# I thought one miracle baby would cure my desire for a big family.



## Sarah Anne (May 14, 2011)

Hi All,

I haven't been on for two years. My beautiful daughter was born two years ago last month. After six years in the making, I thought I was so lucky after all that time thinking it would never happen that I would be able to live with the one. However I soon learned, to my surprise, that I still longed for a big family and although I am the luckiest person on the planet, I need another, just like I needed the first. This makes me feel guilty, because I am so privileged to be in the trying again position when so many haven't even managed their first. I just wondered if anyone else felt this way too? I really thought my daughter would cure my baby desires, but now she is a fully fledged toddler my ovaries twang every time I see a small baby. I can't believe that this injust infertile nightmare is so far reaching. I would really love to hear from others with similar experiences. I am waiting to start my FET in a few weeks with my remaining embryo, and I know I will go full on into fresh cycling next year if this doesn't work. 

Thanks for reading


----------



## deblovescats (Jun 23, 2012)

Sarah - I totally agree with you. I have waited such a long time to have a family - hadn't any luck meeting the right guy, so decided to go it alone. Due to my age, I went straight to Double Donation. I had two failed DE cycles, then changed clinics, on 3rd cycle, I was blessed to have my gorgeous 15 month old son. I obviously don't want to wait too long to try again, as time is a factor. So I am planning a cycle with FET in November (have 3 frosties) but like you, if they don't work, will plan for a fresh DE cycle again.

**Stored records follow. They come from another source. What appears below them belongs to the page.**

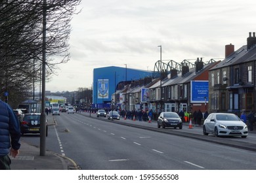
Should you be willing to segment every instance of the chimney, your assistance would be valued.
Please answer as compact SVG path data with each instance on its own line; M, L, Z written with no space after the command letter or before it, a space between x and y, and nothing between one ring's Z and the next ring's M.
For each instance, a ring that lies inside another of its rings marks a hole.
M181 67L181 75L184 76L186 73L189 73L189 67L188 65L184 65L182 63L182 66Z
M173 78L174 77L178 75L178 71L175 69L171 69L171 78Z
M225 46L225 58L227 58L234 52L234 46L230 43Z
M200 61L199 58L198 58L198 59L195 62L195 65L196 65L196 73L203 69L203 58L201 58L201 60Z
M249 33L249 37L247 39L247 49L249 50L256 44L255 32L253 33L253 36L251 36L251 32Z

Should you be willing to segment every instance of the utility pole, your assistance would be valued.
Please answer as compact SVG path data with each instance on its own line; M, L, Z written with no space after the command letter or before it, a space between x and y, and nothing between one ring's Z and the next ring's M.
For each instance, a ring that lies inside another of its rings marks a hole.
M40 156L45 156L46 116L45 116L45 65L46 65L46 13L47 0L43 4L43 61L42 61L42 99L40 118Z

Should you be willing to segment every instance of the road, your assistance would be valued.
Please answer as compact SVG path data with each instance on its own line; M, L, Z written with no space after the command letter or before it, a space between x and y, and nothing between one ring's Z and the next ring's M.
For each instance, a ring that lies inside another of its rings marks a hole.
M217 138L202 135L202 128L158 129L154 123L125 122L176 133L172 135L118 124L123 120L115 124L78 114L60 113L54 118L57 125L49 127L47 149L72 159L82 169L256 169L255 152L198 140L196 136L232 144L253 141L255 134L247 139ZM192 132L188 138L177 135ZM22 138L35 145L39 141L34 136Z

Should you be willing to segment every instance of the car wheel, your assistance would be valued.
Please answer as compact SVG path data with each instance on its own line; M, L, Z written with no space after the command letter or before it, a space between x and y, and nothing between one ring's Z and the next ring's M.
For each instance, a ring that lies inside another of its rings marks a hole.
M206 132L206 129L205 129L205 126L203 126L203 135L208 135L208 133Z
M214 129L214 135L215 135L216 137L219 137L219 132L217 127L215 127L215 128Z

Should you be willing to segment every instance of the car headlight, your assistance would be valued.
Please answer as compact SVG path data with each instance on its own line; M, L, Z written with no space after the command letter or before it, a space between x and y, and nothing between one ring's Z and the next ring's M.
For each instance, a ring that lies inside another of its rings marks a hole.
M224 126L224 125L219 125L219 127L220 128L224 128L224 129L226 129L226 126Z

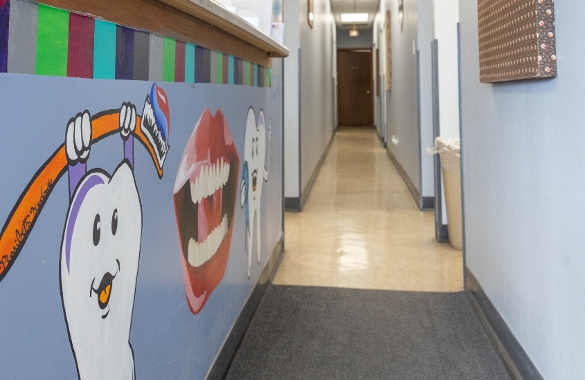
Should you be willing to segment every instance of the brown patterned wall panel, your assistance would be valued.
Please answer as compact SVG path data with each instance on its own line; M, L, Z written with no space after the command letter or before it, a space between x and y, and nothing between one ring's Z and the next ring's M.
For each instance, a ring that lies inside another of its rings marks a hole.
M554 0L478 0L480 80L557 76Z

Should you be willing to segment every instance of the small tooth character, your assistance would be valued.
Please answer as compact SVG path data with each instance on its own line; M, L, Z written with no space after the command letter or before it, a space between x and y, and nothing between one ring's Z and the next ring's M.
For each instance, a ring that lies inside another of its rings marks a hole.
M244 139L244 170L240 188L240 205L245 207L246 215L246 251L248 254L248 278L252 273L252 250L254 238L256 240L256 259L260 263L262 256L262 223L260 207L262 205L262 182L268 181L270 158L270 140L272 137L272 124L269 122L268 143L266 142L266 120L264 111L260 110L256 122L254 110L248 110ZM264 163L267 166L264 166Z

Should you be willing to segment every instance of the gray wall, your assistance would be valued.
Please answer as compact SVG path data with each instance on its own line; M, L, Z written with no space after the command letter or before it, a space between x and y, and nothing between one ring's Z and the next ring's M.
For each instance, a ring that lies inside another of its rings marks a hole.
M335 26L327 0L314 1L312 28L307 0L284 7L285 194L298 198L333 135Z
M301 19L307 0L300 1ZM333 44L335 28L328 0L314 0L313 28L300 23L301 194L333 136Z
M420 191L418 107L416 55L413 44L417 40L417 1L404 0L404 28L398 20L397 0L380 4L382 14L390 9L392 35L392 90L387 96L388 147ZM384 44L381 46L385 46ZM381 56L381 51L380 55ZM394 135L397 144L391 142Z
M467 265L545 379L582 379L585 3L555 6L559 77L488 84L460 3Z
M300 196L300 151L298 124L298 59L300 40L299 3L283 3L285 45L290 54L284 59L285 196Z
M360 29L359 37L350 37L349 30L337 30L338 49L371 49L372 30Z
M420 117L420 195L435 195L433 157L426 153L426 146L434 144L433 138L433 83L431 43L434 39L432 0L418 0L417 44L419 56L419 95Z

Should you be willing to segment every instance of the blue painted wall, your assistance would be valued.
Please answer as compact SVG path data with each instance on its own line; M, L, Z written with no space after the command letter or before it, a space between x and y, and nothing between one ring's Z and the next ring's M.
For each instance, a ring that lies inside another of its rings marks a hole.
M494 84L459 9L467 265L545 379L582 379L585 3L555 2L557 78Z
M282 80L278 70L275 71L272 80ZM135 104L140 115L152 84L147 81L0 74L2 223L37 169L65 142L66 127L71 117L84 110L92 115L115 110L125 102ZM282 237L282 94L278 90L280 86L276 86L157 84L168 101L170 148L159 178L147 150L138 141L134 143L142 231L129 343L137 379L201 379ZM258 263L254 254L249 276L240 182L251 107L257 119L262 110L272 128L269 140L266 130L266 141L269 141L266 164L270 172L264 182L258 216L262 234L258 243L261 259ZM189 137L206 108L212 114L217 110L223 113L240 157L240 171L233 234L223 280L203 309L194 314L183 285L173 185ZM100 168L112 173L123 158L122 146L117 133L92 145L88 169ZM69 205L66 173L55 183L21 251L0 281L0 357L3 362L0 378L78 376L59 279L61 240ZM116 292L115 280L111 292ZM96 352L108 350L107 341L101 344Z

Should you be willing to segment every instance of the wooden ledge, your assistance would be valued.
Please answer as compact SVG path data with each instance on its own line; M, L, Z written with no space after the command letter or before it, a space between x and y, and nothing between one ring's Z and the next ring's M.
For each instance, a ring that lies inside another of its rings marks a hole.
M210 0L42 0L39 3L154 32L271 66L289 50Z

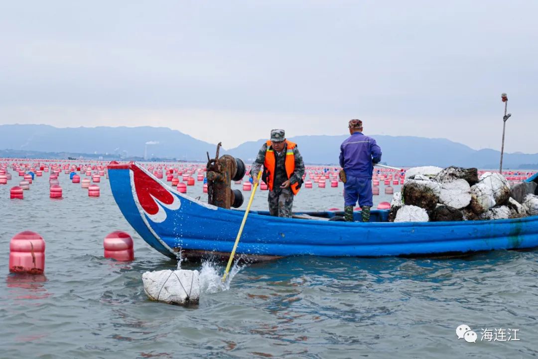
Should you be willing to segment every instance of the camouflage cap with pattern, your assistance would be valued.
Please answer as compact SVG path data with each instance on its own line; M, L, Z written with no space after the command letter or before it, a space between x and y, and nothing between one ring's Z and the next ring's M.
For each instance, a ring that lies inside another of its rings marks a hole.
M286 139L286 133L284 130L274 129L271 130L271 140L281 142Z
M349 128L360 128L363 126L363 122L360 119L351 119L349 121L348 127Z

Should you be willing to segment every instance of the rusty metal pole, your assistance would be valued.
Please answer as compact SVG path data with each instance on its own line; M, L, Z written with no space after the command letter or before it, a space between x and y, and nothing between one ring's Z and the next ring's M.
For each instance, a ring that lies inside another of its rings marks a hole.
M506 109L508 107L508 97L506 96L506 94L502 93L501 94L501 100L505 103L505 114L502 117L502 142L501 144L501 163L499 167L499 173L502 174L502 156L504 154L505 130L506 128L506 120L512 116L512 114L506 114Z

I really would like another child - I enjoyed my pregnancy and though thankful that DS arrived safely, had to have elective C-section due to placenta praevia, would like the chance to have a natural birth if I am lucky enough to get pregnant again. 
If it doesn't work, I am so grateful to have DS, but would like another one, or two .... !!!!
Good luck with your cycle.
Deb


----------



## Dandanxx (Jan 15, 2011)

I found my want for a second, in some ways was stronger than my first.
Having experienced pregnancy and motherhood, I wanted to do it all over again as soon as possible.
Within 24hrs of having my first, I wanted to be pregnant again - I think that was more to do with my horrendous pregnancy and a) wanting to reverse time and be pregnant with my twins again, oblivious to the heartbreak that was to come and b) wanting a successful, plain sailing pregnancy.
I am truly blessed to eventually have my happy ever after. Wishing you lots of luck


----------



## Sarah Anne (May 14, 2011)

Thanks Deb


----------



## Sarah Anne (May 14, 2011)

Thanks Dandan. I hated being pregnant and Had horrible morning sickness for a long time, can't believe I even want to do that bit again


----------



## jdm4tth3ws (May 20, 2012)

I've had 4 children, 1 cot death, so 3 living and I'm desparate to go again. so definitely understand how you feel. After all my mcs, I am finally seeing someone who will hopefully sort out all my problems and give me the chanxe for 1 more shot. 
Just need to save the money up 
Keep your chin up, you'll get there  
xxxx


----------



## HopingAndPraying (Mar 28, 2013)

Hi Sarah 

I feel the exact same x I feel so unbelievably blessed but really want to give my dd a sibling and feel almost guilty about it! My only issue is I don't want to do another fresh Ivf cycle as just don't have it in me as those were the darkest days ever for me! My plan is ttc naturally and do a FET! I think I still have such a hang up that Ivf has never worked for me so trying to get some PMA! 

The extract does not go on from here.